7. The method of claim 1, wherein the threshold amount of the predetermined single nucleotide polymorphisms comprises 95% of the predetermined set.

8. The method of claim 7, wherein the predetermined single nucleotide polymorphisms comprises 20 single nucleotide polymorphisms.

9. The method of claim 8, wherein the predetermined single nucleotide polymorphisms comprises 100 single nucleotide polymorphisms.

10. The method of claim 1, wherein the predetermined single nucleotide polymorphisms are selected based on their prevalence in a target area of analysis.

11. The method of claim 1, wherein determining whether at least a threshold amount of single nucleotide polymorphisms within the predetermined set match between the first variant call file and the second variant call file comprises confirming that a minimum percentage of the predetermined set meet a quality threshold corresponding with a threshold read depth.

12. The method of claim 11, wherein the quality threshold comprises a quality score based on concordance of individual reads from the predetermined set.

13. The method of claim 1, further comprising producing a confidence rating based on comparing the first variant call file and the second variant call file at the predetermined single nucleotide polymorphisms.

14. The method of claim 1, further comprising determining that the first variant call file and the second variant call file originate from the same individual if confidence of a corresponding call is 99% or greater.

15. The method of claim 1, further comprising selecting the predetermined set of single nucleotide polymorphisms.

16. A quality control method comprising:

receiving a first variant call file from an external source;

receiving a second variant call file;

comparing the first variant call file to the second variant call file at a predetermined number of single nucleotide polymorphisms; and

determining whether the first variant call file and the second variant call file are from a same individual based on comparing at the predetermined single nucleotide polymorphisms.

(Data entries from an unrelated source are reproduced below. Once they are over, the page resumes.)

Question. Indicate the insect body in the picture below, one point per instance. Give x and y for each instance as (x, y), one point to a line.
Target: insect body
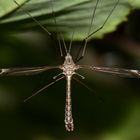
(69, 69)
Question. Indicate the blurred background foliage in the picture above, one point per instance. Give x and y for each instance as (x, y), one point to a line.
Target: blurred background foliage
(23, 43)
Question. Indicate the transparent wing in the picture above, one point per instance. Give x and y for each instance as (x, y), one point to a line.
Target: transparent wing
(116, 71)
(25, 70)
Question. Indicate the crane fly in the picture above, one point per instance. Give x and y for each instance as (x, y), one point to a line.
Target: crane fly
(69, 67)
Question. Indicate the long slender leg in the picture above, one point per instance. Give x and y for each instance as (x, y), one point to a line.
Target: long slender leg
(45, 87)
(57, 34)
(85, 43)
(36, 21)
(90, 89)
(70, 43)
(44, 28)
(95, 31)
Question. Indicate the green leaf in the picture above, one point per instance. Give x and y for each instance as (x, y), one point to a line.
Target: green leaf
(7, 6)
(71, 16)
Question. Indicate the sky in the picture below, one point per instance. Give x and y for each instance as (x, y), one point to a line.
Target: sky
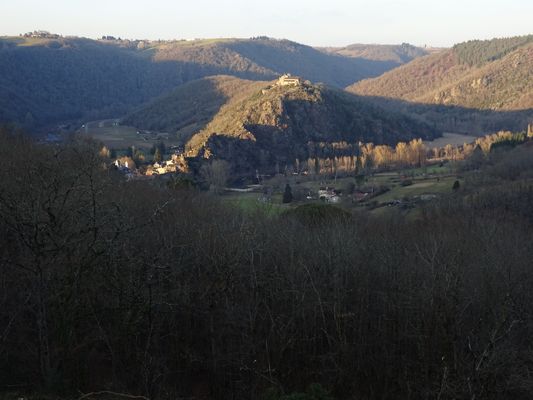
(313, 22)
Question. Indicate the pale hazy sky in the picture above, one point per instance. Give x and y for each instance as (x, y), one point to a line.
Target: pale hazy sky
(313, 22)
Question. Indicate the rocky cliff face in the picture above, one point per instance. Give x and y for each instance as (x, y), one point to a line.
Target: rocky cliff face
(279, 124)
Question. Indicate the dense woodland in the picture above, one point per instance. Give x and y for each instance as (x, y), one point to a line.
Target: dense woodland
(45, 81)
(162, 291)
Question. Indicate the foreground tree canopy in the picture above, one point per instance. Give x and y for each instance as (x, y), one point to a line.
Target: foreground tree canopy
(166, 293)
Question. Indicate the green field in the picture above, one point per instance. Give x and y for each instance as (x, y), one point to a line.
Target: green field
(431, 180)
(116, 136)
(455, 139)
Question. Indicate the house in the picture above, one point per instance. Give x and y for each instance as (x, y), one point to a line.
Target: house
(289, 80)
(329, 195)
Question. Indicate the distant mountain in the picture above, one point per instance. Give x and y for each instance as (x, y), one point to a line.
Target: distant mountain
(278, 124)
(488, 75)
(394, 54)
(44, 80)
(477, 87)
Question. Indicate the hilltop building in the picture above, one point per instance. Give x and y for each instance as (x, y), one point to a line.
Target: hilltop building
(289, 80)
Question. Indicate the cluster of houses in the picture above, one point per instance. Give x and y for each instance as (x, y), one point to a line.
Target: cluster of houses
(42, 35)
(127, 166)
(329, 195)
(163, 167)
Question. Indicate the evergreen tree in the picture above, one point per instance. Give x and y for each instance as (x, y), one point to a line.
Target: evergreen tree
(456, 186)
(287, 194)
(157, 155)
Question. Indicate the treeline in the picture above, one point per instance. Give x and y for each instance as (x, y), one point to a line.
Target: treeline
(140, 289)
(477, 52)
(342, 157)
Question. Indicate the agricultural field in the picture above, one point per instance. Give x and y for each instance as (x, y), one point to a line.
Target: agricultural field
(116, 136)
(402, 187)
(455, 139)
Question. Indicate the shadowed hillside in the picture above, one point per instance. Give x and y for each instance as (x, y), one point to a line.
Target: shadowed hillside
(188, 108)
(281, 123)
(44, 81)
(487, 75)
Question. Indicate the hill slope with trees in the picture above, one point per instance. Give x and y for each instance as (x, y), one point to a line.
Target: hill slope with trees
(191, 106)
(44, 81)
(489, 75)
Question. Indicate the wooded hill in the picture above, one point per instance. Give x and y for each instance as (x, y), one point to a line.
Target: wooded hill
(278, 124)
(44, 81)
(191, 106)
(396, 55)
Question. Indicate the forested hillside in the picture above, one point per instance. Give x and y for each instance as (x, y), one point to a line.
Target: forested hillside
(488, 75)
(191, 106)
(279, 124)
(43, 81)
(114, 289)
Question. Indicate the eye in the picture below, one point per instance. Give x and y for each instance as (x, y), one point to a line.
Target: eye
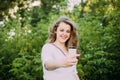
(68, 31)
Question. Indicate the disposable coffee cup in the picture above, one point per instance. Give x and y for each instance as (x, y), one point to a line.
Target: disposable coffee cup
(72, 51)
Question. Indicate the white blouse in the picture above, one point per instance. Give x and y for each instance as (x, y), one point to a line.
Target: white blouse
(52, 52)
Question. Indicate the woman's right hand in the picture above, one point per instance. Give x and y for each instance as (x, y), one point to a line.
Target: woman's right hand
(70, 60)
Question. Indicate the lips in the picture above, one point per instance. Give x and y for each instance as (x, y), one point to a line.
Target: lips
(64, 37)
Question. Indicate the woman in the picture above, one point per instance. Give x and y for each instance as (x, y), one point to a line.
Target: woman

17. The method of claim 16, wherein comparing at the predetermined single nucleotide polymorphisms comprises checking that at least half of the single nucleotide polymorphisms are in both the first variant call file and the second variant call file.

18. The method of claim 16, wherein comparing at the predetermined single nucleotide polymorphisms comprises computing genotype concordance over the predetermined single nucleotide polymorphisms.

19. A quality control method comprising:

selecting a first Variant Call File (VCF);

selecting a second VCF;

identifying a predetermined set of Single Nucleotide Polymorphisms (SNPs) for comparison;

determining an amount of qualified SNPs of the predetermined set within the VCF and the second VCF, each qualified SNP meeting a quality threshold indicating sequencing quality;

in an event that the amount of qualified SNPs is less than a minimum number, flagging the first VCF and the second VCF as unable to be confirmed as belonging to a same individual;

in an event that the amount of qualified SNPs is equal to or greater than the minimum number:

determining an amount of the qualified SNPs that have the same call within both the first VCF and the second VCF;

in an event that the amount of the qualified SNPs that have the same call within both the first VCF and the second VCF is less than a threshold amount, flagging the first VCF and the second VCF as unable to be confirmed as belonging to the same individual; and

in an event that the amount of the qualified SNPs that have a same call within both the first VCF and the second VCF is greater than or equal to the threshold amount, flagging the first VCF and the second VCF as belonging to the same individual.

20. The method of claim 19 wherein:

the predetermined set of SNPs comprise between twenty and five hundred SNPs that are each located at least ten base pairs from an exon boundary;

the quality threshold comprises a Phred quality score of at least twenty;

the minimum number comprises at least half of the predetermined set of SNPs; and

the threshold amount is at least ninety-five percent.